In [10]:
import torch
import cv2
import numpy as np
import pyrealsense2 as rs
import pandas as pd

In [11]:

class ObjectDection:
    def __init__(self,file1,file2=None,isRealsense=False):
        self.video = file1
        self.right_camera = file2
        self.model = self.load_model()
        self.isRealsense = isRealsense


    def load_model(self):
        model = torch.hub.load('ultralytics/yolov5', 'yolov5s')
        return model
    
    def camera_setup(self):
        pipeline = rs.pipeline()
        pipeline_wrapper = rs.pipeline_wrapper(pipeline)
        config = rs.config()
        pipeline_profile = config.resolve(pipeline_wrapper)
        device = pipeline_profile.get_device()
        device_product_line = str(device.get_info(rs.camera_info.product_line))

        config.enable_stream(rs.stream.depth, 640, 480, rs.format.z16, 30)
        config.enable_stream(rs.stream.color, 640, 480, rs.format.bgr8, 30)

        # Start streaming
        pipeline.start(config)
        return pipeline
     

    def capture(self):
        if self.isRealsense:
            pipeline = self.camera_setup()

        cap = cv2.VideoCapture(self.video)
        #cap_right = cv2.VideoCapture(self.right_camera)
        while True:
            if self.isRealsense:
                ret,color_image,depth_image = self.get_frame(pipeline)
            else:
                ret,color_image = cap.read()
                depth_image = None

            if ret:
                result_object = self.detect_object(color_image)

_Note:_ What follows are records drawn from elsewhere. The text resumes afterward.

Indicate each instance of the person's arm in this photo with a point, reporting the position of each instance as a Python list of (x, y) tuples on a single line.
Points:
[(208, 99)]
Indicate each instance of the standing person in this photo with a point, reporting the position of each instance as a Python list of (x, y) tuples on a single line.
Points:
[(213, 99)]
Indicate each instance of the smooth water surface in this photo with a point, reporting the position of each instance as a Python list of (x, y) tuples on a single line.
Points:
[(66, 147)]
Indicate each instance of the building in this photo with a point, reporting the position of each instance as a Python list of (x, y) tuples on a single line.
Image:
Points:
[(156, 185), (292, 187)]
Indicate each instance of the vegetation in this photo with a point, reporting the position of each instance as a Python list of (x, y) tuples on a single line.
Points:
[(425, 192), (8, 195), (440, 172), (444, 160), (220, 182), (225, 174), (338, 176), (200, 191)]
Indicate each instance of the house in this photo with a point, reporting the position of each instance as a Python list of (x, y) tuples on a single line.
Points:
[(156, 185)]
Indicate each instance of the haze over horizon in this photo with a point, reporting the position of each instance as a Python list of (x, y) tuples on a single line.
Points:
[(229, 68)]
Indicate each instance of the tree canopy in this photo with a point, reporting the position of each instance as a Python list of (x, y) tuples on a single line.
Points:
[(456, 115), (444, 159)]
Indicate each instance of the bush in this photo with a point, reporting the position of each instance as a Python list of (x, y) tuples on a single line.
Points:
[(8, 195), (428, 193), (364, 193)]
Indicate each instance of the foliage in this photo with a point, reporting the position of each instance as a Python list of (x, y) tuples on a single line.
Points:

                cords = self.write_result(result_object,color_image)
                if depth_image:
                    self.write_depth(color_image,depth_image,cords)
                cv2.imshow("frame",color_image)
                key = cv2.waitKey(1)
                if key == 27 or key == ord("q"):
                    break
        print("Finish")
        cap.release()
        cv2.destroyAllWindows()
        


    def detect_object(self,color_frame):
        #color_frame = [color_frame]
        results = self.model(color_frame)
        #labels,cord = results.xyxyn[0][:,-1], results.xyxyn[0][:,:-1]

        return results

    def detect_depth(self,depth_image,point):
            return depth_image[point[1], point[0]]


    
    def __call__(self):
        self.capture()

    def get_frame(self,pipeline):
        frames = pipeline.wait_for_frames()
        depth_frame = frames.get_depth_frame()
        color_frame = frames.get_color_frame()

        depth_image = np.asanyarray(depth_frame.get_data())
        color_image = np.asanyarray(color_frame.get_data())
        if not depth_frame or not color_frame:
            return False, None, None
        return True, depth_image, color_image


   

    def write_result(self,results,frame):
        confidence_threshold = 0.25
        
        result_to_pandas = results.pandas().xyxy[0]
        results = result_to_pandas.to_numpy()
       
        num_of_objects = len(result_to_pandas)
        cords = []
        for i in range(num_of_objects):
            
            if results[i,4] > confidence_threshold:
                x_min,y_min,x_max,y_max = int(results[i,0]),int(results[i,1]),int(results[i,2]),int(results[i,3])
                cv2.rectangle(frame,(x_min,y_min),(x_max,y_max),(0,255,0),2)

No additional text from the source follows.